Hell, what if you told em these surreal folks is now runnin congress as of this Tuesday?

7 comments:

julie said...

Not to get caught up in a false hope, but the elections aren't over yet. Their running congress isn't a certainty, no matter how much money they spend; much depends on how much fraud can be prevented...

I think the truth is always simple. It has pretty much got to be. It needs to be simple enough for a child to understand.

Yes; the problem people tend to run into as they grow from the openness of childhood to the invincible surety of the young adult years is the belief that somehow, simple equals stupid and and probably false, or at least not worth contemplating except to sneer at.

T said...

as Simple as Possible, But Not Simpler

I think that's what you both got to here, right? I'm all for simplicity.

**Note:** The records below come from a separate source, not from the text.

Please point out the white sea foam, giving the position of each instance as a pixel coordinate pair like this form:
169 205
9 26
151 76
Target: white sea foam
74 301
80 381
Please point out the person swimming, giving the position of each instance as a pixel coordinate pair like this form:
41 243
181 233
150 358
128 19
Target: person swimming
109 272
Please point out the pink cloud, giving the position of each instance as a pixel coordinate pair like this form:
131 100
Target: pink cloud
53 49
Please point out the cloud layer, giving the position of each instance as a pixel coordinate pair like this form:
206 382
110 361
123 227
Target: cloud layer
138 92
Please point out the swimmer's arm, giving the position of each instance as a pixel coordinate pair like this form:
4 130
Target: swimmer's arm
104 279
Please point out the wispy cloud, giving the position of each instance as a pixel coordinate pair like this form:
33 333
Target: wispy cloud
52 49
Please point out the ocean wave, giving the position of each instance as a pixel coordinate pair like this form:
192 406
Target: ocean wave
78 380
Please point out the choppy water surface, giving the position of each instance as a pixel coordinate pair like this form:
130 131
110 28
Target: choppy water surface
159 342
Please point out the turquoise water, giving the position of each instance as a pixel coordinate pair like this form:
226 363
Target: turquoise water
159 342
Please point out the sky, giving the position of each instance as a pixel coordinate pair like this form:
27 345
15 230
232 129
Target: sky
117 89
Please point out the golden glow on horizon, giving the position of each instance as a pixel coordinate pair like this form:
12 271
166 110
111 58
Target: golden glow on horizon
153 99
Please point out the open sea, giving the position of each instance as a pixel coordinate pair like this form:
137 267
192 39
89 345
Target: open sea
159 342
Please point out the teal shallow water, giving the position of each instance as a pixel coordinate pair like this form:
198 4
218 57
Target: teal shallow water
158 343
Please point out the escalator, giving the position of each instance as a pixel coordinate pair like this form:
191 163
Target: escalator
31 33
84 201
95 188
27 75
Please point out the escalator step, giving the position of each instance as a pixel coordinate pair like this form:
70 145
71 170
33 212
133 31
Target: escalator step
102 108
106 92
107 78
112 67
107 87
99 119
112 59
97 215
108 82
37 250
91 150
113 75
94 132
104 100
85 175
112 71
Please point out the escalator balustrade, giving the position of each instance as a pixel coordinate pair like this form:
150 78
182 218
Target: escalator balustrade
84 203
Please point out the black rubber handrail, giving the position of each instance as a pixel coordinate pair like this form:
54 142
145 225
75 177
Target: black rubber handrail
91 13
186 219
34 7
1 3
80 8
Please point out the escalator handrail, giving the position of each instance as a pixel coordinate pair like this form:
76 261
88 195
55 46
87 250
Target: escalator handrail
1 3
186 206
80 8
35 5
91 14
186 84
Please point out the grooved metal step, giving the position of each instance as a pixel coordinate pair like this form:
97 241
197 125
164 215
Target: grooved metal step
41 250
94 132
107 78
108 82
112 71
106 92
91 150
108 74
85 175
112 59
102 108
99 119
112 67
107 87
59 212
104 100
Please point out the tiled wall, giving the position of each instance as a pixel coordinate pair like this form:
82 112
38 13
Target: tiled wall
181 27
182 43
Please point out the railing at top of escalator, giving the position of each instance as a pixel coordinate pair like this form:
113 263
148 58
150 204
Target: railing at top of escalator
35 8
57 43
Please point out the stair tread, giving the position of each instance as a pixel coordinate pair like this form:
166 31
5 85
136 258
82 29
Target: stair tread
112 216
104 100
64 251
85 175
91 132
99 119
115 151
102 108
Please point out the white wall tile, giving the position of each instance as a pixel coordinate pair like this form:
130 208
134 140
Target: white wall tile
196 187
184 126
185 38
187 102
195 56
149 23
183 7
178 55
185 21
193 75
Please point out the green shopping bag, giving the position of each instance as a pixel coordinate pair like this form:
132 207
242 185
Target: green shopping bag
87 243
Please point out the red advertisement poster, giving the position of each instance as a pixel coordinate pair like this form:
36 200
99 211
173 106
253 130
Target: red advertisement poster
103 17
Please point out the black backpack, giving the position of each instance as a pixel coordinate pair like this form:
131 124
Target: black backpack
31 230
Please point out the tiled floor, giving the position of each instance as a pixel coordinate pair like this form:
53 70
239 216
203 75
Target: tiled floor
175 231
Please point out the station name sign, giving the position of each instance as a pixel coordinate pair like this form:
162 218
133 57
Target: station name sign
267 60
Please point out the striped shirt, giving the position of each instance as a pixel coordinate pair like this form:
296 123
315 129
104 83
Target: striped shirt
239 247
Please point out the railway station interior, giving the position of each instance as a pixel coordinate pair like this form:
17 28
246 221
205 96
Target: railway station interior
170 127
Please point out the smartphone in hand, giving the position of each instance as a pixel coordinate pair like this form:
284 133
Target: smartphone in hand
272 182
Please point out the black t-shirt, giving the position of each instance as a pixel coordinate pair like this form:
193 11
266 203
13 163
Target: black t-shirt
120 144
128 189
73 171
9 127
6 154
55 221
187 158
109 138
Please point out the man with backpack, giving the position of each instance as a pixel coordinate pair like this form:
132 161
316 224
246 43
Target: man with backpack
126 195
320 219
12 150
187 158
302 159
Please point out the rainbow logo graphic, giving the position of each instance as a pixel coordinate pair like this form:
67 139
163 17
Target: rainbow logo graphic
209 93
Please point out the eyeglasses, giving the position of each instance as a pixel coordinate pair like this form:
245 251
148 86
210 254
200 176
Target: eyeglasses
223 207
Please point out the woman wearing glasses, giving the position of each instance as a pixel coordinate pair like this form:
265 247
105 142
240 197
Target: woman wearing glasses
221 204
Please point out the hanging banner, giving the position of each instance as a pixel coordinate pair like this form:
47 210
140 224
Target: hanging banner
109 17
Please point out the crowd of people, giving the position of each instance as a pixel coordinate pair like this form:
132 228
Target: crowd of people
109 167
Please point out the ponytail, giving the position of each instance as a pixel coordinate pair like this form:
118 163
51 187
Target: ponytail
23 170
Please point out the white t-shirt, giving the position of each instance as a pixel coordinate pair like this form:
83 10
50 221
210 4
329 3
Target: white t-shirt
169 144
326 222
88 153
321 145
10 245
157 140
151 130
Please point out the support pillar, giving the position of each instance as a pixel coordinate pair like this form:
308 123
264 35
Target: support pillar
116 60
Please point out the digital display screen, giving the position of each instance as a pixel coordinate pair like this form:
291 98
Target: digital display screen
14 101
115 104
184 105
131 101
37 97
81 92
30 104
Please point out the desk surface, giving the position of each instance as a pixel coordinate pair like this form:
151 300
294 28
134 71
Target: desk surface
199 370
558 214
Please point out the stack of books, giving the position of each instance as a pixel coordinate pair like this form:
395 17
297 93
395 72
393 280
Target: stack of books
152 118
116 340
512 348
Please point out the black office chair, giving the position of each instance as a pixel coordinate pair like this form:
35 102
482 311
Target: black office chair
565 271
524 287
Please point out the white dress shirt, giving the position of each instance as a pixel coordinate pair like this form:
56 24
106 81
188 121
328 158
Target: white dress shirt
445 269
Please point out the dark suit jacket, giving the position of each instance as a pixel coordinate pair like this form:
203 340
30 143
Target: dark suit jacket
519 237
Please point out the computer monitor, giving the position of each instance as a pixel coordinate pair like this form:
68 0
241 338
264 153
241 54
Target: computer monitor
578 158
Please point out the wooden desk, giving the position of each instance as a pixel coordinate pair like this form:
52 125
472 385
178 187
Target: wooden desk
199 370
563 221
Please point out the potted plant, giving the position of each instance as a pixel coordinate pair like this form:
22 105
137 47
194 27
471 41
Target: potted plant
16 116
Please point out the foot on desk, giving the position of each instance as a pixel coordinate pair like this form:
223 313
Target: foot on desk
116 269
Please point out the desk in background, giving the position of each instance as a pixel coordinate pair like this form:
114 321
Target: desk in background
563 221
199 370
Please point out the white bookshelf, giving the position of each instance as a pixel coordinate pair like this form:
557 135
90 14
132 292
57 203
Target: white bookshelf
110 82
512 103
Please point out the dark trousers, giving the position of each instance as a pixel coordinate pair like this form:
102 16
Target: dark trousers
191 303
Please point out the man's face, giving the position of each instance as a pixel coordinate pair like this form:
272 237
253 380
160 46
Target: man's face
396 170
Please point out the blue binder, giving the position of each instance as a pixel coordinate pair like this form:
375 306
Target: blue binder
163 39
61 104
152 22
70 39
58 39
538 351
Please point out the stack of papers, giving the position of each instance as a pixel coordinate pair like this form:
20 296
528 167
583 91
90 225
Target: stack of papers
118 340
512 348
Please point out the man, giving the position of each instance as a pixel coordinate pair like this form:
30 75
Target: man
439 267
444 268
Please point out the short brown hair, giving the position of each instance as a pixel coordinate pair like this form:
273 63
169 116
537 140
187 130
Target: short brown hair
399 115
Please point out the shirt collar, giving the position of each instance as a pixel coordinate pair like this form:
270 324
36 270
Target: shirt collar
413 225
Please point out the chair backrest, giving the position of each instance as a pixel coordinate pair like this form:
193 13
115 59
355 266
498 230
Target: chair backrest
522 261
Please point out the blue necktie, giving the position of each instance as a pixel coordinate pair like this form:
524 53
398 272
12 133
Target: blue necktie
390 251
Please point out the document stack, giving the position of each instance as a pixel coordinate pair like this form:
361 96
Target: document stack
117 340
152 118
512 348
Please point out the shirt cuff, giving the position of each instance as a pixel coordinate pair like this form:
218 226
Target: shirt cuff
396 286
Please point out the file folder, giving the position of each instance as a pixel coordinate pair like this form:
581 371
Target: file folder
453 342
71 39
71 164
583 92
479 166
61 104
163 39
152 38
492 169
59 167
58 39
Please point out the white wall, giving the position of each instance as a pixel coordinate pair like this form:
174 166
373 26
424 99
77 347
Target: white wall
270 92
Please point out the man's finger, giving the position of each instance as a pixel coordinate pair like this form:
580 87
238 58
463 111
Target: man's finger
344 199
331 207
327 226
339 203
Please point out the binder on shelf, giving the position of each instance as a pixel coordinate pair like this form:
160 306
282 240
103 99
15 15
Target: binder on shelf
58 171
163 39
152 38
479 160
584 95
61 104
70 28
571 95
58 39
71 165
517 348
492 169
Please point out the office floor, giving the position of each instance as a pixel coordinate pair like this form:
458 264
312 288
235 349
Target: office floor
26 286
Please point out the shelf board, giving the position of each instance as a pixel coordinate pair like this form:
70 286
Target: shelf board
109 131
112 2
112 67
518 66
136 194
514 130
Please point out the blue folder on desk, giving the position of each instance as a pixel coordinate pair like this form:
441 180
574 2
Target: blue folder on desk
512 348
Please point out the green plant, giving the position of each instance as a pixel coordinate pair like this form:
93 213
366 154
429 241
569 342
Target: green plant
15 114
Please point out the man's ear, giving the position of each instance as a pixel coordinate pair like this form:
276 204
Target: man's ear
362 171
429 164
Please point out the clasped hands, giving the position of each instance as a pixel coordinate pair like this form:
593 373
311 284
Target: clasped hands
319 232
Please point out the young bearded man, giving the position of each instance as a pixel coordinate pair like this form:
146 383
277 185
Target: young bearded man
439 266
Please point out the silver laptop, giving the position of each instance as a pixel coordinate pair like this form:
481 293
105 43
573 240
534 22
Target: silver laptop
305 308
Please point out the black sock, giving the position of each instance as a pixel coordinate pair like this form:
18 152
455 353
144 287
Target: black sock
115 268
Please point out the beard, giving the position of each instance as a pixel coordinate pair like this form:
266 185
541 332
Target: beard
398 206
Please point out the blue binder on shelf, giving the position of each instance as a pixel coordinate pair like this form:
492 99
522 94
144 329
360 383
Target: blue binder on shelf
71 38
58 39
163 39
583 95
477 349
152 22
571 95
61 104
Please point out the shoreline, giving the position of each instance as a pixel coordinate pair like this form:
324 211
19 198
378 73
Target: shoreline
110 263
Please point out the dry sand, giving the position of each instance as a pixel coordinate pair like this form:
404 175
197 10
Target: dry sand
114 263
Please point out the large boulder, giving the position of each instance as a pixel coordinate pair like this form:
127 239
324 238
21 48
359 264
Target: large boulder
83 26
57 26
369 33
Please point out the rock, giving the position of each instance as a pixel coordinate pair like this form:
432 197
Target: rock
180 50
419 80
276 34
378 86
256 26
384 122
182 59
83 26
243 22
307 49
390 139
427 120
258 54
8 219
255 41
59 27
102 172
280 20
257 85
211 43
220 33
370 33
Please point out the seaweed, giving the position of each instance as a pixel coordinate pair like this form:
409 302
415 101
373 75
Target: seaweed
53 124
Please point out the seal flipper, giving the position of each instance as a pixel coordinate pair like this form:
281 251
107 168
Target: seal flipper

Wouldn't "too simple" be one way of looking at the left? One principle makes for a procrustean bed.

Gagdad Bob said...

It's not just that their ideas are too simple, but that they're always at odds with one another. Because the left focuses at the opposite end of principle -- on expediency -- one idea or policy is constantly contradicting another.

Anonymous said...

I can guess which side you folks are on.

julie said...

We're on the side of the crowd who spontaneously starts signing "Amazing Grace" when somebody in the audience becomes ill and needs to be helped out.

julie said...

*singing

T said...

That's certainly true in the intersectionality mess they've created for themselves. I take it back.